• öncelikle;

    (bkz: #75780865)

    sonralıkla;

    yıllardır herkesin bildiği ama aslında kimsenin dile getiremediği gerçek.

    evet, süleyman çakır, mehmet karahanlı’nın emri, testere necmi’nin plânlaması ve cerrahpaşalı halit’in pusuya yatıp silahıyla vurmasıyla hayatını kaybetti. ama hiç kimse bu hadisenin arka plânına bakmıyor. gelin hep birlikte bir bakalım.

    1- süleyman çakır, istanbul sefiri yapılıyor. istanbul emri altına veriliyor. uyuşturucudan pezevenkliğe, arazi mafyalığından bar-pavyon işine kadar olan pis işlere bakan ufak çaplı mafya liderlerinin kendisine biat etmesi için toplantı düzenliyor. toplantıda ana konu barış ortamının sağlanması ve süleyman çakır’ın da hem isteği hem de vaadi bu yönde.

    toplantıya cerrahpaşalıları temsilen büyük abi halit’in yerine küçük kardeş metin gidiyor. toplantıda yapmış olduğu terbiyesizliğin üzerine süleyman çakır yapıcı konuşup gerginlik ortamını yumuşatmaya, koltuğa oturur oturmaz barış ortamı sağlamaya çalışmasına rağmen, polat alemdar lâfa girip metin’den ayar yiyince birdenbire süleyman çakır’ın hem makamını hem de lâfını ezip cerrahpaşa’lı metin’in kafasını kesiyor.

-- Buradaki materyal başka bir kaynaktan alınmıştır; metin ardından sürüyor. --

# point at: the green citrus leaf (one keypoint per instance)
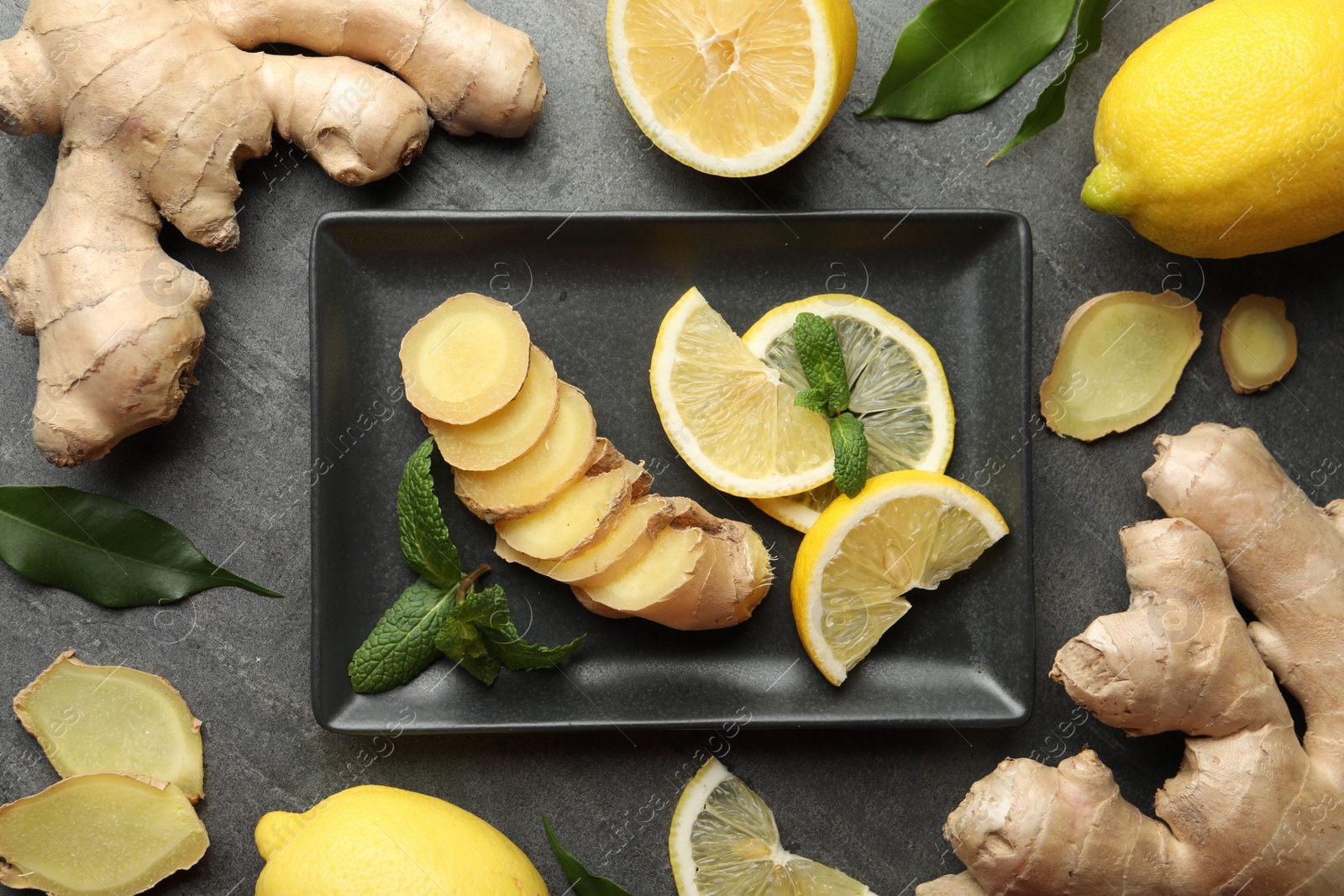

    2- cerrahpaşa’da metin’in yasını tutmak için 40 gün herhangi bir karşı eylem yapılmaması kararı veriliyor. diğer taraftan kendisinin avukatlığını yapması amacıyla cerrahpaşalı halit, elif eylül’e kendi usulünce iş teklifi yapıyor. buna kafası bozulan polat alemdar, yine çakır’ın aklına girip halit’in yeğenini kaldırtıp kurduğu düzenekle (kapı koluna bağlı iple silahın ateşlenmesi ve hedefin vurulması) halit’in kendi yeğenini öldürmesine sebep oluyor.

    3- kardeşinin acısını yaşayan halit, üzerine yeğeninin acısı da yüreğini yakınca çakır’ın ailesine aynı düzeneği kuruyor fakat boş tüfekle. ve ders verircesine not bırakıyor. “biz cerrahpaşalılar kadın ve çocuklara dokunmayız) gibisinden.

    buraya dikkatinizi çekiyorum. her şey polat alemdar’ın başının altından çıkmasına rağmen hedef tahtasına hep süleyman çakır konuluyor. bir noktada polat alemdar’ın düşünmesi gerekmez miydi? “ulan ben ne bok yersem yiyeyim olan hep süleyman çakır’a oluyor” diye. gerekiyor. ama düşünmüyor. çünkü çakır sikinde değil. varsa elif yoksa elif.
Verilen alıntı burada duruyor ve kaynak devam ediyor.